How does the newly minted Eagle apply everything he’s learned? Young adulthood is an overwhelming experience for many. Mistakes are made—even by Eagle Scouts. How the young adult deals with adversity, pitfalls of all kinds, and temptations, speaks to how firmly rooted "Scouting's timeless values" become in the individual.  It is insufficient merely to parrot the words of the Scout oath or the 12 points of Scout law--they must be lived, deeply, as though the Scout's response to life's challenges sprang from the foundation of his existence and was not merely a thin coat of paint that sloughed off in the first storm.
There's so much to say and perhaps more that will be left unsaid in the weeks and months to come, but I'd like to hit a few salient points:
1) Your Grandpa De Kok and Grandma Brooks are smiling right now.
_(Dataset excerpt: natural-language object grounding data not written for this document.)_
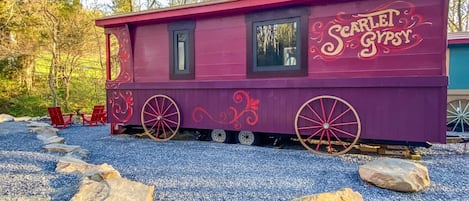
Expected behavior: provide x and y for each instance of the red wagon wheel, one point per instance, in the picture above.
(327, 125)
(457, 115)
(160, 117)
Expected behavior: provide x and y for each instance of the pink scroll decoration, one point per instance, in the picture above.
(232, 116)
(404, 23)
(124, 55)
(121, 105)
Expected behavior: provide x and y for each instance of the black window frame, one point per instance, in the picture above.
(285, 15)
(175, 28)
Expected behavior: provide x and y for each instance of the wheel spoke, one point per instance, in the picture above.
(314, 134)
(462, 125)
(338, 139)
(157, 106)
(332, 111)
(149, 105)
(164, 132)
(154, 124)
(323, 110)
(150, 120)
(151, 114)
(328, 130)
(315, 113)
(169, 127)
(456, 124)
(453, 107)
(329, 141)
(454, 113)
(344, 132)
(168, 115)
(452, 121)
(309, 127)
(320, 140)
(345, 123)
(171, 121)
(465, 108)
(162, 106)
(342, 114)
(312, 120)
(169, 106)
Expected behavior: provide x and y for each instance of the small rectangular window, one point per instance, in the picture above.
(181, 50)
(277, 43)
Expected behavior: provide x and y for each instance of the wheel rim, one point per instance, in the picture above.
(457, 115)
(246, 137)
(327, 125)
(218, 135)
(160, 118)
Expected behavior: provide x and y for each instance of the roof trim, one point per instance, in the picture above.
(458, 38)
(195, 10)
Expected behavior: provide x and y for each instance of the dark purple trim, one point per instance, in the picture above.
(302, 13)
(402, 82)
(188, 26)
(458, 41)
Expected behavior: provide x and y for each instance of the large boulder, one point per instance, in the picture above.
(6, 118)
(345, 194)
(395, 174)
(113, 189)
(101, 172)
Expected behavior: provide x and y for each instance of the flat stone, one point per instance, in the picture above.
(62, 148)
(44, 137)
(44, 130)
(396, 174)
(78, 154)
(345, 194)
(23, 118)
(54, 140)
(113, 189)
(72, 165)
(101, 172)
(38, 124)
(6, 118)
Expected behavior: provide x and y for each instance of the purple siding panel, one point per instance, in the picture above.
(388, 111)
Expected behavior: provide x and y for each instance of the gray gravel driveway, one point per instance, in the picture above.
(196, 170)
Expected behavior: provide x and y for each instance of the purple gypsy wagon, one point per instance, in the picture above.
(332, 72)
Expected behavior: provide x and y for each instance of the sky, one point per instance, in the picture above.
(102, 3)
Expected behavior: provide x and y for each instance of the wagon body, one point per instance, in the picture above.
(458, 68)
(385, 58)
(458, 86)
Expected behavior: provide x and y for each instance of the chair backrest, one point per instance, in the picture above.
(98, 112)
(55, 114)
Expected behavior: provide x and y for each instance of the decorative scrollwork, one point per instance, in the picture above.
(121, 105)
(232, 115)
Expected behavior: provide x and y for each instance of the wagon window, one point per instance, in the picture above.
(277, 43)
(181, 50)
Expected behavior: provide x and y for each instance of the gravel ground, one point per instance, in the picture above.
(195, 170)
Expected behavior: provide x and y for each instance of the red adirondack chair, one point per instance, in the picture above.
(58, 119)
(98, 116)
2) My mom--your grandmom--is back in Michigan, and very pleased. She'd be here if she was able, but look around.  To quote Governor Lang in Mr. Holland's Opus, "There is not one person in this room whose life you have not touched".
3) While the troop and its leaders did give you substantial help along the way with one thing or another, this was an individual achievement that reflects favorably on you, your troop and peers, and your family. This was your bite at the apple, Daniel, your time to shine, and you did it. Congratulations.**
*--Franz Josef Haydn, closing chorus to part 1 of The Creation, oratorio, H.21/2**, 1798.  My sincere apologies. I changed the name of this post and couldn't change the note referencing the title.  To those readers who think I'm one of those horrible ignorant Americans, well, what can I say? The computer wasn't cooperating. 
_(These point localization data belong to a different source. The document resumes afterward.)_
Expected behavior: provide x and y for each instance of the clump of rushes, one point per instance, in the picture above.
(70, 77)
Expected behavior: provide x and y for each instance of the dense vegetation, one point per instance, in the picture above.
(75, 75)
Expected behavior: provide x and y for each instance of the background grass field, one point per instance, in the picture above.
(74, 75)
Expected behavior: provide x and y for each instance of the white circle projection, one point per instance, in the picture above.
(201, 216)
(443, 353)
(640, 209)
**--H. 21/2 is this work's Hoboken Catalog number. Various composers with large opuses (Bach, Mozart, Schubert, and even Peter Maxwell Davies in this century) have had fellow musicians and musicologists cataloging their works, sometimes by type of composition, other times by order of composition. The Hoboken catalog is named for Anthony von Hoboken, a 20th century musicologist who published the first edition in 1957.  You're forgiven if your first thought upon hearing "Hoboken" was either Bugs Bunny and a penguin that cries ice cube tears, or Frank Sinatra.